Brian Smikle

Personal information
- Full name: Brian Junior Smikle
- Date of birth: 3 November 1985 (age 39)
- Place of birth: Tipton, England
- Position(s): Midfielder

Team information
- Current team: Gresley F.C.

Youth career
- West Bromwich Albion

Senior career*
- Years: Team / Apps / (Gls)
- 2004–2006: West Bromwich Albion / 0 / (0)
- 2005: → Hereford United (loan) / 3 / (0)
- 2006–2010: Kidderminster Harriers / 137 / (21)
- 2010–2012: Cheltenham Town / 81 / (5)
- 2012–2013: Hereford United / 24 / (1)
- 2013–2014: Altrincham / 12 / (1)
- 2014: → Stafford Rangers (loan) / 3 / (0)
- 2014–2017: Stourbridge
- 2017: Rushall Olympic
- 2017: Sutton Coldfield
- 2017–2019: Rushall Olympic
- 2019–: Evesham United
- 2020–: Gresley F.C.

= Brian Smikle =

English footballer

Brian Junior Smikle (born 3 November 1985) is an English footballer who plays for Gresley F.C., where he plays as a midfielder.

==Playing career==
===West Bromwich Albion===
A product of West Bromwich Albion's youth system. He signed a professional contract in the summer of 2005, however in February 2005 he had a short loan spell at Hereford United, where he made 6 appearances and scored 1 goal. Smikle was loaned to Hereford United during the 2005–06 season.

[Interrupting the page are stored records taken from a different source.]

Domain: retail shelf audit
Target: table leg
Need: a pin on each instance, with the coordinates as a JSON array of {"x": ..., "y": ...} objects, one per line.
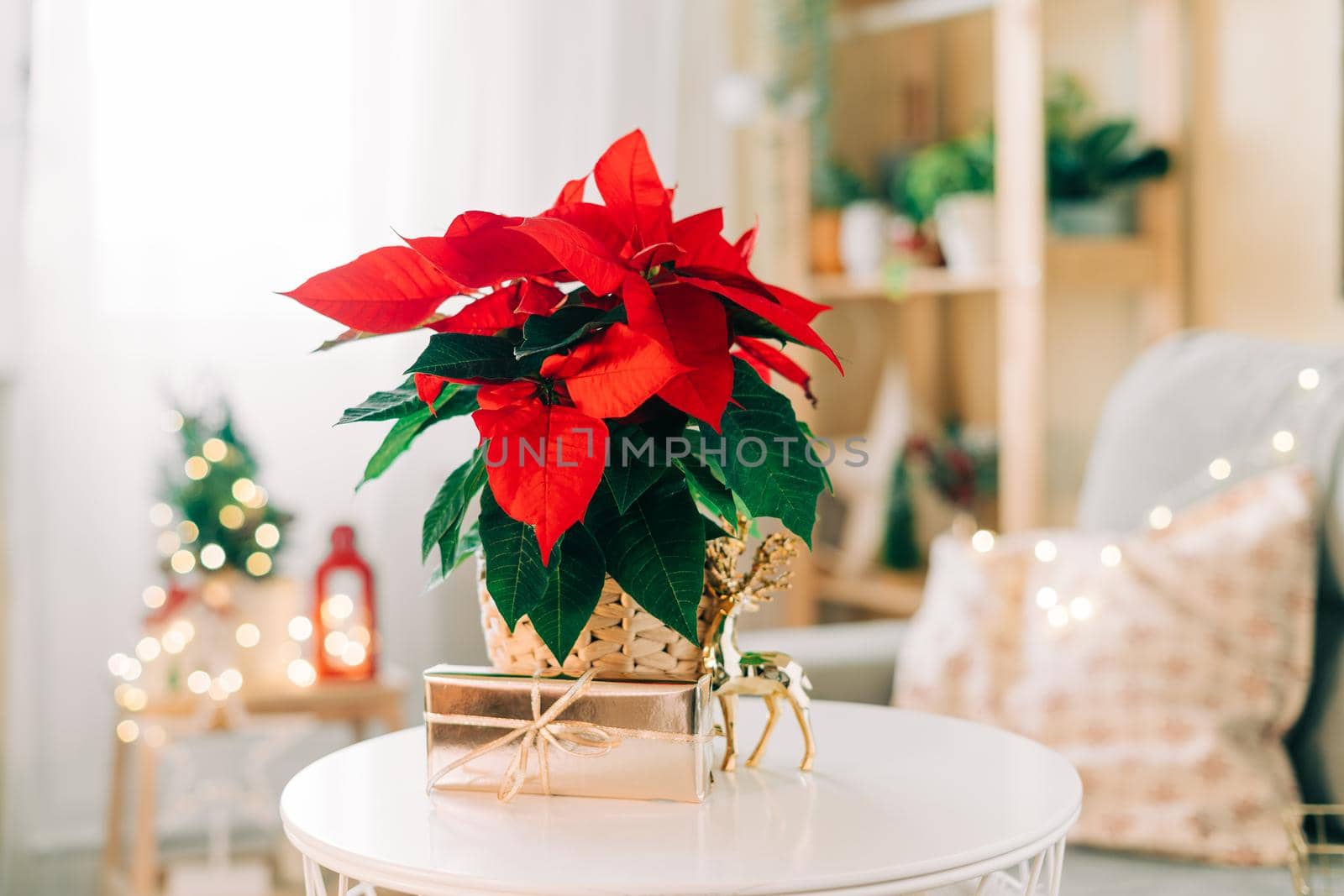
[
  {"x": 1047, "y": 864},
  {"x": 116, "y": 809},
  {"x": 144, "y": 853}
]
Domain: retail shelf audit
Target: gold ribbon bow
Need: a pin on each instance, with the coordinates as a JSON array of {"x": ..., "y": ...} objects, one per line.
[{"x": 584, "y": 741}]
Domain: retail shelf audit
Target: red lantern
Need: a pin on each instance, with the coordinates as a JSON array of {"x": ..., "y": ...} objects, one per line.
[{"x": 344, "y": 631}]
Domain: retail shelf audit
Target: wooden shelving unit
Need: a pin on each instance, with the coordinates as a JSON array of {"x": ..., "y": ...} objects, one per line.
[
  {"x": 1074, "y": 264},
  {"x": 1148, "y": 265}
]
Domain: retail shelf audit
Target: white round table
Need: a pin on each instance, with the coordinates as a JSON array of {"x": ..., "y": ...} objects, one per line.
[{"x": 900, "y": 802}]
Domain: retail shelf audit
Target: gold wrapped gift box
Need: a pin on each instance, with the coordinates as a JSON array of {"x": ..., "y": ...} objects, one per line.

===Kidderminster Harriers===
In May 2006, West Bromwich Albion announced that Smikle's contract, which expired in June, would not be renewed. He left the Baggies without having played a competitive game for the club. Late in July 2006, he signed for Kidderminster Harriers where he stayed until May 2010.

===Cheltenham Town===
Smikle signed for Cheltenham Town in 2010 on a one-year contract, making his debut on 7 August in a 1–1 draw against Gillingham. In his first full season with the Robins Smikle played in all 46 League Two matches. In May 2012, Smikle was released by Cheltenham after the expiry of his contract.

===Hereford United===
Smikle joined Hereford United on non-contract terms on 25 August 2012. But after struggling to establish himself at Edgar Street he was released at the end of the season.

===Altrincham===
Following a brief trial with Tamworth, Smikle signed for Conference North side Altrincham on 12 August 2013.

=== Stourbridge ===
Following his departure from Altrincham, Smikle Joined Northern Premier League side Stourbridge in March 2014.

===Sutton Coldfield Town===
On 9 June 2017, Smikle joined Sutton Coldfield Town.

===Rushall Olympic===
On 2 December 2017, Smilke resigned for Rushall Olympic from Sutton Coldfield Town.

===Evesham United===
On 24 June 2019, Smilke joined Evesham United.